É escritor, responsável pela Mirambava Editora, palestrante e professor universitário. E-mail: suamiazevedo@uol.com.br

Nosso Tanto de Jazz

14 JUN 2019 - 23h59
Não vou falar da dança. Refiro-me à música. Coisa antiga, dos afro-americanos no Sul dos Estados Unidos, lá atrás, na sua origem. Claro que hoje não está mais tão amarrada, mas com suas liberdade de interpretação, nesse ponto exatamente a música foi assumindo a contribuição de todo o país Norte-Americano. 
Ainda pelo final do século XIX, especialmente dos estados do Sul, na região de Nova Orleans, os antigos escravos se reuniam e cantavam e tocavam num modo que os caracterizava bem.
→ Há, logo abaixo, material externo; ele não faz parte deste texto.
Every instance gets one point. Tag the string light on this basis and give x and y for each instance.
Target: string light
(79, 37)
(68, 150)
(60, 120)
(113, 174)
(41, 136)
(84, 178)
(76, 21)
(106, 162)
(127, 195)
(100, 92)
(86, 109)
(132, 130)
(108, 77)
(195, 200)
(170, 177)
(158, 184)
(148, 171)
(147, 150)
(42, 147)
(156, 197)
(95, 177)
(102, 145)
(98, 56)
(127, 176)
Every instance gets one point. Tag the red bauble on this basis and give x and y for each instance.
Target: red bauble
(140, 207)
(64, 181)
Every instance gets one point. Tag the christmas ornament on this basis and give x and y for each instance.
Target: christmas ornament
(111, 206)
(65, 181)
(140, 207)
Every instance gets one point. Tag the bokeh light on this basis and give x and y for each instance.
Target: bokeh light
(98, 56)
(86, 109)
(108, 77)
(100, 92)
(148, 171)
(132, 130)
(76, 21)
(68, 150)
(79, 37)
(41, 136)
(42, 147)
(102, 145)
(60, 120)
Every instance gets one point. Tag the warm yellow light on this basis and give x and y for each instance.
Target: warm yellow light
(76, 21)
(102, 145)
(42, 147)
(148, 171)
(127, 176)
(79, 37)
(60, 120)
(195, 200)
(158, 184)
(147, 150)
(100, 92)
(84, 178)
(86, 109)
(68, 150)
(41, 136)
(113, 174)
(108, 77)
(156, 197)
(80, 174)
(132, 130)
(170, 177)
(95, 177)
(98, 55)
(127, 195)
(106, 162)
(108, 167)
Certo tinha ligações tanto com os cantos feitos durante o trabalho agrícola, mas também com os seus eventos religiosos. Tinham uma espécie de diálogo, como jeitos de perguntas e respostas, algo como uma polirritmia, improvisações e um balanço, o tal do “swing”. 
No início do século XX a expressão “Jazz” começa a se espalhar referindo-se àquele modo de tocar. Com o fim da Primeira Grande Guerra, os músicos do Sul vão se distribuindo por todo o País. Para o Norte, vários se estabelecem em Chicago. Outros seguem para o Oeste, Texas, até chegarem a Califórnia. Outros, claro, chegam a Nova York.
Evidente, a coisa não foi parando, gêneros foram se adaptando, se integrando e ampliando a expressão jazzística. Começaram a aparecer aí por volta de 1910 umas orquestrações, a mais conhecida foi a ainda hoje chamada de “dixieland”. Depois, continuando, vem as renomadas “big bands” por volta de 1930 e 1940. E vai avançando, com a contribuição do “bebop”, ainda em meados da década de 1940. E a coisa não para, avançando em múltiplas formas de expressão.
E os Jazz vai deixando de ser algo de expressão exclusiva dos afro-americanos para se alargar para todos os gêneros e raízes. E até hoje não parou, ainda que muitos voltem às manifestações antigas, tradicionais. Hoje o que temos é uma variação ampla. Contudo, sempre sentimos o tanto em comum com um século lá distante.
Não há como negar as influências de fora dos estados Unidos. O Jazz se espalhou muito largamente pelo mundo. O conhecido Jazz Latino fez-se uma realidade. A contribuição de europeus é inegável. E, sem nenhuma dúvida, a nossa Bossa Nova é uma linha familiar ao Jazz, juntando origens próximas, Samba e Jazz, dos afro-americanos e afro-brasileiros. 
Qualquer um de nós encontra suas próprias semelhanças. Com toda convicção não há como escapar de um Louis Armstrong, tocando e cantando. Ele passou por todas as épocas e ainda nos afeta. A minha geração foi atingida pelos jovens da Califórnia, gente como Dave Brubeck. Miles Davis já foi um transformador. Mas me encanta o tanto de invenção de Thelonious Monk. Isso só para citar alguns mestres. Mas como não ser seduzido por um instrumental como os arranjos e composições de Duke Ellington? 
E as nossas Damas? Sarah Vaughan, para mim uma revelação por demais envolvente. E a fantástica Ella Fitzgerald, ditando caminhos por anos a fio? E a doce Billie Holiday, essa iluminada direção? 
Não tenho espaço aqui para expressar todos. Quem conhece sabe do encantamento. Quem não conhece tente identificar. Vão amar.